Peter Tsai, inventor of the N95 mask filter, is on a mission to help healthcare workers


Peter Tsai, a Taiwanese American scientist who invented the synthetic fabric used to make N95 respirators, which are considered the most effective barriers to preventing the spread of the coronavirus, resumed work to sterilize the masks in March when the coronavirus took over the US. USA

He spoke to CNN chief medical correspondent Dr. Sanjay Gupta about resuming his job during the century’s most challenging health crisis.

Tsai patented the technology used to make the masks in 1995.

Is that how it works: To block up to 95% of the particles that come into contact with the mask, Tsai made the filters using the corona electrostatic charge method. Simply put, the mask filter contains both positive and negative charges. It can attract neutral particles, like virus bacteria, and polarize those particles, trapping them before they can pass through the mask.

But when Tsai learned that doctors and nurses treating coronavirus patients were reusing the masks to avoid a shortage of supplies, he went back to work.
Tsai searched the University of Tennessee, the Knoxville Research Foundation, working up to 20 hours a day to test new ways to sterilize the masks.

He tried a variety of methods: He left the masks in the sun, put them in the oven, washed them with soap, and steamed them, he said.

He found that the best method was to keep the masks in dry 160 degree heat for 30 minutes, which can be done by hanging them in an oven.

But that’s not his preferred method, he told Gupta: He recommends buying seven N95 masks and rotating them, using a new one every day. After wearing a mask, she hangs it in an isolated spot and doesn’t wear it again for seven days, making the bacteria it traps dormant.

N95 respirators can filter 95% of droplets.
N95 respirators are the most effective facial coverage, but the US Centers for Disease Control and Prevention warns against the public who buy and wear them.

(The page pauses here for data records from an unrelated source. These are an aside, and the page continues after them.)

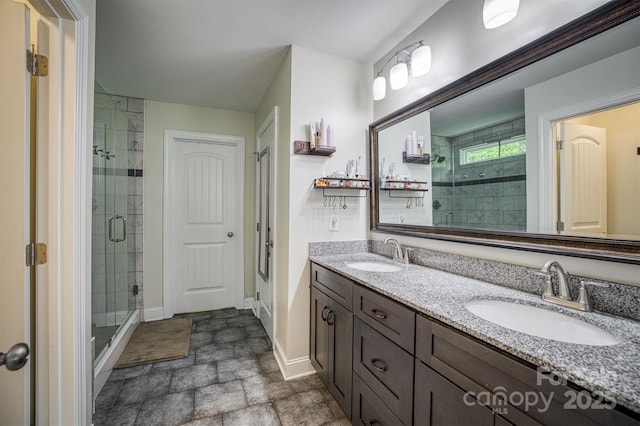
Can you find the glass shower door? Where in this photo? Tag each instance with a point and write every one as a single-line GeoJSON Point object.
{"type": "Point", "coordinates": [112, 301]}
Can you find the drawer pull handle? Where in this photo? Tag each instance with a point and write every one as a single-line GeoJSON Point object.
{"type": "Point", "coordinates": [378, 313]}
{"type": "Point", "coordinates": [379, 365]}
{"type": "Point", "coordinates": [324, 314]}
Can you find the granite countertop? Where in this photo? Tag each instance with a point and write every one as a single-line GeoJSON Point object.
{"type": "Point", "coordinates": [613, 371]}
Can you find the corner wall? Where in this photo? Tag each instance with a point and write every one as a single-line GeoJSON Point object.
{"type": "Point", "coordinates": [310, 86]}
{"type": "Point", "coordinates": [338, 90]}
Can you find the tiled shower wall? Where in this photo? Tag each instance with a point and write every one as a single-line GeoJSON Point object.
{"type": "Point", "coordinates": [133, 110]}
{"type": "Point", "coordinates": [486, 195]}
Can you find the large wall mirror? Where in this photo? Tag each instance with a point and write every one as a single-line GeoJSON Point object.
{"type": "Point", "coordinates": [539, 150]}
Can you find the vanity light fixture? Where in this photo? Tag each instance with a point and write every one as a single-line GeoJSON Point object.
{"type": "Point", "coordinates": [498, 12]}
{"type": "Point", "coordinates": [414, 59]}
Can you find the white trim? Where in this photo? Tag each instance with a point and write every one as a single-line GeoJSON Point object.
{"type": "Point", "coordinates": [547, 177]}
{"type": "Point", "coordinates": [271, 117]}
{"type": "Point", "coordinates": [292, 369]}
{"type": "Point", "coordinates": [153, 314]}
{"type": "Point", "coordinates": [106, 363]}
{"type": "Point", "coordinates": [170, 137]}
{"type": "Point", "coordinates": [249, 303]}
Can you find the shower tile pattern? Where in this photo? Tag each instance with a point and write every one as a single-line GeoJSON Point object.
{"type": "Point", "coordinates": [485, 195]}
{"type": "Point", "coordinates": [230, 377]}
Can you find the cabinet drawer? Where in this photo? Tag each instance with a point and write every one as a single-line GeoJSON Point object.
{"type": "Point", "coordinates": [385, 367]}
{"type": "Point", "coordinates": [440, 402]}
{"type": "Point", "coordinates": [333, 285]}
{"type": "Point", "coordinates": [477, 367]}
{"type": "Point", "coordinates": [392, 319]}
{"type": "Point", "coordinates": [368, 409]}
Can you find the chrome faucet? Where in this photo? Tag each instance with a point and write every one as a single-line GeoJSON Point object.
{"type": "Point", "coordinates": [397, 254]}
{"type": "Point", "coordinates": [563, 281]}
{"type": "Point", "coordinates": [563, 298]}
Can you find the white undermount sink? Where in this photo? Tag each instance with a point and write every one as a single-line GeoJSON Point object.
{"type": "Point", "coordinates": [540, 322]}
{"type": "Point", "coordinates": [374, 266]}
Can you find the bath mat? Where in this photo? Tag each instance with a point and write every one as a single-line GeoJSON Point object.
{"type": "Point", "coordinates": [157, 341]}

They fit doctors’ faces and can often be uncomfortable when worn for long periods of time, and if the public buys them, healthcare workers could face a serious shortage of them.

But people should wear masks in public, even if they are not N95 respirators, Tsai told Gupta.

“Some people said, ‘I don’t care. I don’t need to wear a mask,'” he said. “That is very selfish because you expose your germs to other people. So any mask is good.”

CNN’s Madeleine Thompson contributed to this report.